Quando, la mattina dopo, Bellamy si fu ripreso abbastanza da aver - definitivamente -smesso di perdere conoscenza ogni due per tre, e mentre ovviamente, mezzo campo si accalcava fuori dall'Infermeria per sapere delle sorti del ragazzo. Clarke temeva il momento in cui fossero rimasti da soli. Perché avrebbero dovuto riaprire quel discorso. Non che lei non fosse stata felice di non essere stata - per ora - apertamente respinta. Aveva sviluppato l'insana (nell'opinione di Raven che aveva ascoltato le tesi dell'amica) convinzione che Bellamy la vedesse come una sorella (aveva detto lei e Octavia in fondo, le sue due sorelle)… Raven le aveva tirato i capelli e se ne era andata. La ragazza era particolarmente manesca, una cosa che Clarke non sopportava molto, ma in fondo, erano amiche proprio perché Raven con i suoi comportamenti era in grado di farle vedere ciò che altrimenti avrebbe temuto anche solo di immaginare. Quindi, mentre metteva apposto tutte le boccette e gli strumenti di sua madre quando sentì un sospiro e l'improvviso silenzio seppe che era giunta la sua ora.  

 

Bellamy non le aveva permesso di controbattere, quindi ora, a una settimana dalla sua operazione Clarke (che Miller e Monroe, su ordine di Bellamy, aiutarono) aveva spostato tutta la sua roba nella tenda del suo co-leader, e, esausta, si era buttata faccia in giù sul letto di Bellamy.
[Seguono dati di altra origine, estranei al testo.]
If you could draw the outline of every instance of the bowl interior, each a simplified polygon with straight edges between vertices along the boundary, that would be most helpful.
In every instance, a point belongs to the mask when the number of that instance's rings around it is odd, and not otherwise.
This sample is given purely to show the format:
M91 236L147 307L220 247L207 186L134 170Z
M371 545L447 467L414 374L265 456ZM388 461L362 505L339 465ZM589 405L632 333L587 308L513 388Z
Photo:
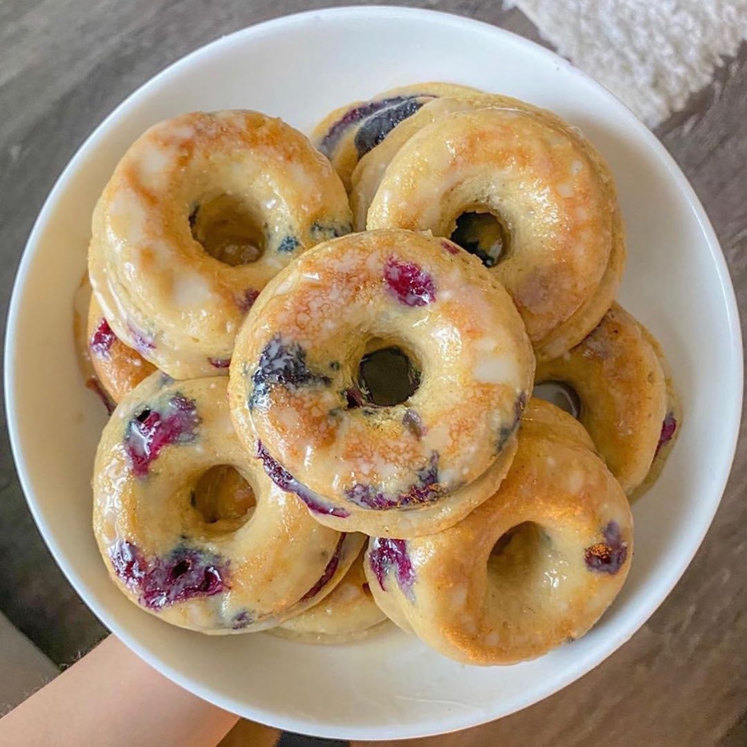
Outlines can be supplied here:
M635 506L629 580L586 637L506 668L460 666L394 631L314 647L173 628L110 583L90 528L90 477L104 415L81 380L71 326L96 199L126 147L162 118L246 108L309 131L346 102L427 80L551 108L583 129L614 173L629 247L621 300L660 341L684 411L661 478ZM8 331L6 393L19 474L46 542L87 603L198 695L248 718L332 737L474 725L539 700L612 653L662 601L699 545L720 499L740 417L742 355L728 275L702 208L663 149L611 94L560 58L498 29L427 11L362 7L291 16L219 40L158 75L98 128L61 177L29 240Z

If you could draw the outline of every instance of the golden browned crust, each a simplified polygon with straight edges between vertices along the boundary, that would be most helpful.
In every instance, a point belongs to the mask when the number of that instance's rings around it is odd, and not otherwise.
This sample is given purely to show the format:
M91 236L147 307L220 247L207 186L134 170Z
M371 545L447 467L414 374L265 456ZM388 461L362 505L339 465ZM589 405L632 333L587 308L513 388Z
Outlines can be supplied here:
M547 414L557 409L542 406L539 419L522 421L516 457L492 498L444 532L384 551L373 540L367 552L379 607L458 661L513 663L583 635L630 568L624 494L573 443L572 429L551 437Z
M427 300L398 297L390 271L414 273ZM406 403L346 401L372 342L418 362L420 386ZM273 385L279 358L299 371L303 360L298 385ZM435 498L468 489L510 445L533 373L521 320L476 258L424 235L381 231L321 244L273 279L237 338L229 392L247 448L258 437L304 486L350 515L345 526L396 536L396 519L383 515L405 506L379 510L351 493L389 502L418 488L427 468L437 468Z
M664 373L642 326L615 304L560 358L540 363L537 382L571 386L580 421L607 467L630 494L651 468L667 413Z
M317 603L342 578L362 545L359 537L343 539L314 521L242 448L231 425L227 385L225 378L176 382L152 374L114 411L93 474L94 533L114 582L161 619L214 634L263 630ZM136 470L133 449L143 453L142 437L134 435L137 424L158 432L154 420L173 417L177 400L183 433L173 433ZM241 474L256 503L243 516L208 521L193 491L200 477L219 465ZM185 560L171 568L180 554ZM203 561L220 574L220 588L164 603L167 585ZM217 585L215 574L211 578Z
M221 199L264 226L255 261L225 264L193 238L196 211ZM339 178L303 134L257 112L196 112L123 157L94 211L89 271L123 342L176 378L216 375L267 280L350 229Z

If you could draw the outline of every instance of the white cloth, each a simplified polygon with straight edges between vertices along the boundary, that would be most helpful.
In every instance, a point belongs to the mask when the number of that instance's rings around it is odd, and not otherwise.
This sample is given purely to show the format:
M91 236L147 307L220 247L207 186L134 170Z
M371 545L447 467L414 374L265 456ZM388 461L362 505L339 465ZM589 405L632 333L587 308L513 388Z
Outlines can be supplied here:
M58 668L0 615L0 716L58 674Z
M747 0L504 0L650 127L747 38Z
Tra sentire le lamentele dei 47 e pensare alla propria vita sentimentale (quasi completamente assente, secondo lei) e preoccuparsi di Bellamy e della sua lenta ripresa non aveva avuto un momento libero. A forza si rialzò dal letto e si costrinse a mettere un minimo di ordine tra le sue cose che ancora erano sparse in giro per la tenda.  
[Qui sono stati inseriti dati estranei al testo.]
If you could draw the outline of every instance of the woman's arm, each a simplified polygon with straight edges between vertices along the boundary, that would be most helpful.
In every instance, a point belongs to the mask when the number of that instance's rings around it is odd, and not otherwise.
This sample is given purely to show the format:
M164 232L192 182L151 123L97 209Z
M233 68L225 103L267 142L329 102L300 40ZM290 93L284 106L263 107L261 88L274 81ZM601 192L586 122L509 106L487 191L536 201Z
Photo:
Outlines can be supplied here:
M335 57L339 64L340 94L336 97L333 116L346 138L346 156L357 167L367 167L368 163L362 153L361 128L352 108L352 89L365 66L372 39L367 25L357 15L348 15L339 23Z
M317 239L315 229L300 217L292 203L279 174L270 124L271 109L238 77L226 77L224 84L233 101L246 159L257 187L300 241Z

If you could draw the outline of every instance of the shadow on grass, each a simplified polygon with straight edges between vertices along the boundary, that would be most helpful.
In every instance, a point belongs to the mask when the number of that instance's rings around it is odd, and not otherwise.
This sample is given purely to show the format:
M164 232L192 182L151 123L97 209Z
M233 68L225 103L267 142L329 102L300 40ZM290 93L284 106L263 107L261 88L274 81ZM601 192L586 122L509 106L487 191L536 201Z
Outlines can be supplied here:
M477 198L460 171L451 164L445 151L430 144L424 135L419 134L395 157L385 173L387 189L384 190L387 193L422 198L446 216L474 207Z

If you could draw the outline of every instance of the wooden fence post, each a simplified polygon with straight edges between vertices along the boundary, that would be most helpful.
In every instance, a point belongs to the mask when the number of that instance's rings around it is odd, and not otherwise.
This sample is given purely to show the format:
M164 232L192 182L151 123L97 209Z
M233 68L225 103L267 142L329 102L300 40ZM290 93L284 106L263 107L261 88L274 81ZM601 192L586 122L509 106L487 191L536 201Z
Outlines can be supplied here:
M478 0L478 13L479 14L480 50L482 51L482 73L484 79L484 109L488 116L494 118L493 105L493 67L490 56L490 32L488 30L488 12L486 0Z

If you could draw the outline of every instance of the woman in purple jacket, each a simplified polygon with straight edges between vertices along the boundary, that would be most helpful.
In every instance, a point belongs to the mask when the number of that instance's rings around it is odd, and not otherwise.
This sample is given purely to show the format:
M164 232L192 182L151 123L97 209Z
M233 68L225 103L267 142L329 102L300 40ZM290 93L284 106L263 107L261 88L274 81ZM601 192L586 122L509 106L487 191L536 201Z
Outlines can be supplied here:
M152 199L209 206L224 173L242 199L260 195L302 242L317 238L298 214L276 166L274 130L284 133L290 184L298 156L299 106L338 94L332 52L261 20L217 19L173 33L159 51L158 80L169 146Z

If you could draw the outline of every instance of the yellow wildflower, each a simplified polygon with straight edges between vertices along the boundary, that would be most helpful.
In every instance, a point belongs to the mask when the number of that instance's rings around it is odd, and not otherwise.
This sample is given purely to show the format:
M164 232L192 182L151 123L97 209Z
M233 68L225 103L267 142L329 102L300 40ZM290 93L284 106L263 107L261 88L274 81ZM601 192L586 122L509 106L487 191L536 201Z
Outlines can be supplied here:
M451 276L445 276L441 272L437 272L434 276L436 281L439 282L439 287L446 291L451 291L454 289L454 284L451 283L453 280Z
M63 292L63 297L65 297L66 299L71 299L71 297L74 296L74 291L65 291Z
"Clarke..? - la testa di Octavia (probabilmente in cerca del fratello) fece capolino dalla tenda - che diavolo ci fai nella tenda di mio fratello?" ed eccola lì. La prima di tante domande che sarebbero seguite... Perché l'aveva messa in quella situazione? Cosa aveva fatto di male? Ah, sì, si era confessata ora ricordava. 

"Ehm... -balbettò, abbassando il viso color porpora sulle proprie mani giunte - ecco... questa è una bella domanda..." Octavia la trucidò con un'occhiata scettica, prima che la voce di Bellamy interrompesse le sue parole quasi senza senso. 

"D'ora in poi lei starà con me" rispose quindi entrando nella tenda e ignorandola del tutto "E no, O, lo saprà l'intero campo, ma non puoi spifferarlo in giro" Octavia - che stava per parlare - aprì la bocca e la richiuse per poi domandare: 

"Ma allora state assieme?" 

"No!" 

"Sì" 

"hey aspetta un attimo! - esclamò Clarke, improvvisamente dimentica del proprio imbarazzo - chi ti ha detto che stiamo assieme?" 

"Io" 

"Ma..." 

"Oh andiamo, Clarke! - fece Bellamy facendo un passo verso la bionda, mentre Octavia se ne andava imbarazzata - devo davvero chiedertelo ufficialmente?" Clarke fece un passo verso di lui fissandolo in malo modo, pronta a obiettare quando fecero irruzione nella tenda Miller e Monroe, per nulla in imbarazzo per la situazione che si trovarono di fronte. 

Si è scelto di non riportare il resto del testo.